Beh, non funzionarono.
Strinsi le mani in pugni e battei vigorosamenti i piedi a terra. Capricci? si, si possono definire cosi.
Un gemito mi sgorgò dalla gola. Lasciai la valigia e prosegui decisa nel bel mezzo di una qualche stanza, continuando ad andare a sbattere, far cadere qualcosa e a ricominciare una sottospecie di mantra in cui comincio con il serrare le labbra, mugugnare e infine tirare imprecazioni a destra e a manca. Mi bloccai all'improvviso però, proprio mentre ero in procinto di tirare altre dolci paroline ai quattro venti; questa volta, non ero stata io a causare la caduta di qualche oggetto.
Rimasi ferma, osservando nel buio una qualunque figura potesse uscire fuori ed aggredirmi. Trattenni il respiro, talmente tanto da farmi girare la testa, già troppo appesantita da altri pensieri.
Portai la mano destra sul mobile che avevo appena colpito e lo riconobbi come un tavolo e allla cieca, mi spostai seguento i profili delle sedie e andando ad afferrare un possibile candelabro a più punte, nel centro del ripiano, pronta a difendermi.
Indietreggiai di due passi, finendo a sbattere la schiena contro qualcosa.
Sussultai dal dolore e subito, accortami del gesto, andai a tapparmi la bocca e a cercare di mimetizzar tutta me stessa, col buio della notte, ma aimè, non riuscivo a scorgere nulla, se non lo spiraglio di luce lasciata dalla porta d'ingresso dischiusa.
- Chi è? - una voce maschile, suono esattamente in quel punto.
Indecisa se rispondere o no, lo lasciai rivolgere la stessa domanda altre due o tre volte.
- Chi sei tu! - intonai, afferrando il manico con entrambi le mani, scostandomi subito dalla zona in cui poteva aver sentito provenire la mia voce.
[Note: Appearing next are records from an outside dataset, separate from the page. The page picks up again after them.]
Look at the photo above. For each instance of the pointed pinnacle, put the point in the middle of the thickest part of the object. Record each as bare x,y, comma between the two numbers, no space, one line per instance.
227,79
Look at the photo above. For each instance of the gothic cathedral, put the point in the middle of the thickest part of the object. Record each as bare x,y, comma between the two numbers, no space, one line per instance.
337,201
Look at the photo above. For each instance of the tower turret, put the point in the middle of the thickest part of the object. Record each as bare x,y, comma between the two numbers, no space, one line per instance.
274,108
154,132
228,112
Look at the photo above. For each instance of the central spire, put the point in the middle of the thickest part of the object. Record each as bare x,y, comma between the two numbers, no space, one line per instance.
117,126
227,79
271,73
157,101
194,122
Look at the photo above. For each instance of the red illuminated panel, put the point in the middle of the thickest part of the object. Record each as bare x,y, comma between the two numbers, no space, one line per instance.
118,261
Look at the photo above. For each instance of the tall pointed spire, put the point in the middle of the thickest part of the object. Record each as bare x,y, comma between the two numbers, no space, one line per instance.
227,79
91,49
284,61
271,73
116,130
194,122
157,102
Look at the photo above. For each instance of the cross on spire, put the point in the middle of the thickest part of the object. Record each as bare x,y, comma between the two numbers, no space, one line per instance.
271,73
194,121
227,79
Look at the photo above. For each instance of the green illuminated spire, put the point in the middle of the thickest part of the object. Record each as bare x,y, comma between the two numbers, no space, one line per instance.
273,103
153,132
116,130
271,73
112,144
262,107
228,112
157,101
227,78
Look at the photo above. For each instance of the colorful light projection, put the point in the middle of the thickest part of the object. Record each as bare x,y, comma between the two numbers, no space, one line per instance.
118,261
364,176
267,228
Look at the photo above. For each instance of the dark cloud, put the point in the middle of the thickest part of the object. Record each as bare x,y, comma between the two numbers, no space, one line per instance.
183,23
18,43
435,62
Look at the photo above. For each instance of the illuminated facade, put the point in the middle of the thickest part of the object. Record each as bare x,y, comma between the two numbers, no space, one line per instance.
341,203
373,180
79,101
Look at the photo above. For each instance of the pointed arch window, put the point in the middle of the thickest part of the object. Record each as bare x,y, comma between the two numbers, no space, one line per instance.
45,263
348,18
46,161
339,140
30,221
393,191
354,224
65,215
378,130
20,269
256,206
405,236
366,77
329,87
Questa è tutta tattica. Confondere il nemico.
- No, chi sei tu? - più che minaccioso, suonava perplesso.. o forse era una mia impressione.
- ..ma cosa vuoi? - ignorai beatamente le sue domande, avvicinandomi un poco senza farmi vedere, ma continuando quella sorta di interrogatorio senza risposte.
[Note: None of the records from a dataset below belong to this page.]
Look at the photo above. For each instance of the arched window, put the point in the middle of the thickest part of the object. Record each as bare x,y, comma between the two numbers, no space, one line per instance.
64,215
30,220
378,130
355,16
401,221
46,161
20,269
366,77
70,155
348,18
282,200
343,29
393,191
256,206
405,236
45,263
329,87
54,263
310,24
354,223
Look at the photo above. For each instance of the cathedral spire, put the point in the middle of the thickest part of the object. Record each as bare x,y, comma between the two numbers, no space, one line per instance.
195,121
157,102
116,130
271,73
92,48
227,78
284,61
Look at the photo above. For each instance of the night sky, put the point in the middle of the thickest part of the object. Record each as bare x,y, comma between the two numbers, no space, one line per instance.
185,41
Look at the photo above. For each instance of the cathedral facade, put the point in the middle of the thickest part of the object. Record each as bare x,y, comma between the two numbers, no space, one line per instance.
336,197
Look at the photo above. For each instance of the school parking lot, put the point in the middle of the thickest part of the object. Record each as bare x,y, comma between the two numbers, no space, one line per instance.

- cosa ci fai qui? - e risi amara al suo dire - me lo chiedo anche io, ma dato che per forza maggiore ci devo stare.. - Posai la sinistra sul muro e con la capoccia, feci capolino verso l'ingresso.
Toccai qualcosa, tanto simile ad un interruttore e fu davvero un miracolo se non gridai soddisfatta di averlo trovato. Intanto ? Beh, rimanemmo ancora non so quanto tempo in silenzio. Potevo sentirlo avanzare e nel momento esatto in cui lo percepii vicino, a pochi passi dal muro su cui ero appoggiata, premetti l'interruttore e scattai minacciosamente, con il candelabro in avanti.